American healthcare IT vendor Cerner has considerably raised the price of the upcoming data center that is set to play a crucial part in the US Department of Defense’s electronic health record modernization efforts.

Instead of the previously-agreed $50.7 million over ten years, the facility will now cost $73.7 million over two-and-a-half years, with the DoD saying that it may reopen bids for the contract afterwards. DoD spokesman David Norley told Politico that the increase is partly due to more reliable data access and heavier data-processing needs.

Department of Spending

Department of Defense logo
– DoD

After Cerner, Leidos and Accenture won the $4.3 billion Defense Healthcare Management Systems Modernization contract in July 2015, the DoD controversially gave Cerner the no-bid data center hosting contract. Cerner took the job after it claimed it couldn’t do analytics for the Pentagon unless it also ran the servers.

In a document filed by the Space & Naval Warfare Systems Command (SPAWAR), the company said: “Direct access to proprietary Cerner data, which is only available as a managed service within Cerner-owned and operated data centers, is required to enable the full functionality of the DHMSM EHR.

”Therefore, no vendor other than Cerner, as a member of the Leidos team, can satisfy the requirement.”

The filing reveals that CSC Government Solutions, IBM, Amazon Web Services and General Dynamics all attempted to bid for the data center contract, even offering “technical solutions utilizing a variety of methods to connect the DHMSM EHR back to the Cerner proprietary data, while utilizing appropriate safeguards. The methods include the use of secure protocols, encryption, virtual private clouds, etc.”

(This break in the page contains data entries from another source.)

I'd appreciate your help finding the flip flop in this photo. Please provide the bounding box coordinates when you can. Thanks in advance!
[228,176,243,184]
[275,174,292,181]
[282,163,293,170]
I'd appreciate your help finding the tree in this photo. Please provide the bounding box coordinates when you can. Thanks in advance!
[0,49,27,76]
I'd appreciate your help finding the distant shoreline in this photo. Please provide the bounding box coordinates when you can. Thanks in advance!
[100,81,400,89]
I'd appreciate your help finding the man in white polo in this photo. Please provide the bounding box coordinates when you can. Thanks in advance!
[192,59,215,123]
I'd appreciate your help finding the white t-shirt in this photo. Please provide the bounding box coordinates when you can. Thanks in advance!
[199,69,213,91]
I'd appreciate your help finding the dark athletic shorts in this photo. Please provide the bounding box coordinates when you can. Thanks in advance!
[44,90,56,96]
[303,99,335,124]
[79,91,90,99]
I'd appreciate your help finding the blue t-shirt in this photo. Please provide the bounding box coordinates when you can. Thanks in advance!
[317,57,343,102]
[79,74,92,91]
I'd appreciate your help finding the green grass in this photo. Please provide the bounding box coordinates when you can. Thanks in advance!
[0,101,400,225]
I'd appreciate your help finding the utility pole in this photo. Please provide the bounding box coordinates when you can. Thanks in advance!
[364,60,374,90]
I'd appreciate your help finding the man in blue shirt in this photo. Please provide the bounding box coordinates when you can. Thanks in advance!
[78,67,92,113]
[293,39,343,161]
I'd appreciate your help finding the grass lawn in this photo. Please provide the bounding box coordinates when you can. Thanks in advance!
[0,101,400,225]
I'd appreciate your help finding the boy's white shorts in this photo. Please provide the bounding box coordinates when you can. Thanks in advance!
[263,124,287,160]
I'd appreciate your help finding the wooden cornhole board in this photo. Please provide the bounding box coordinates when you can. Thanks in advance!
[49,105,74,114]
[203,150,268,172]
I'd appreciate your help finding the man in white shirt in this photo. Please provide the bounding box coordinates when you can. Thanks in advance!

In response, the government said it “does not fundamentally dispute any of the technical assertions in the responses, and, in fact, considers some of them to have technical merit in that the solution described would be viable if access to Cerner data could be obtained.”

But despite this view, in the end DoD said it had no choice but to go with Cerner: “Cerner does not allow third-party access and will not enter discussions with the Government to procure the necessary rights to grant third-party access.”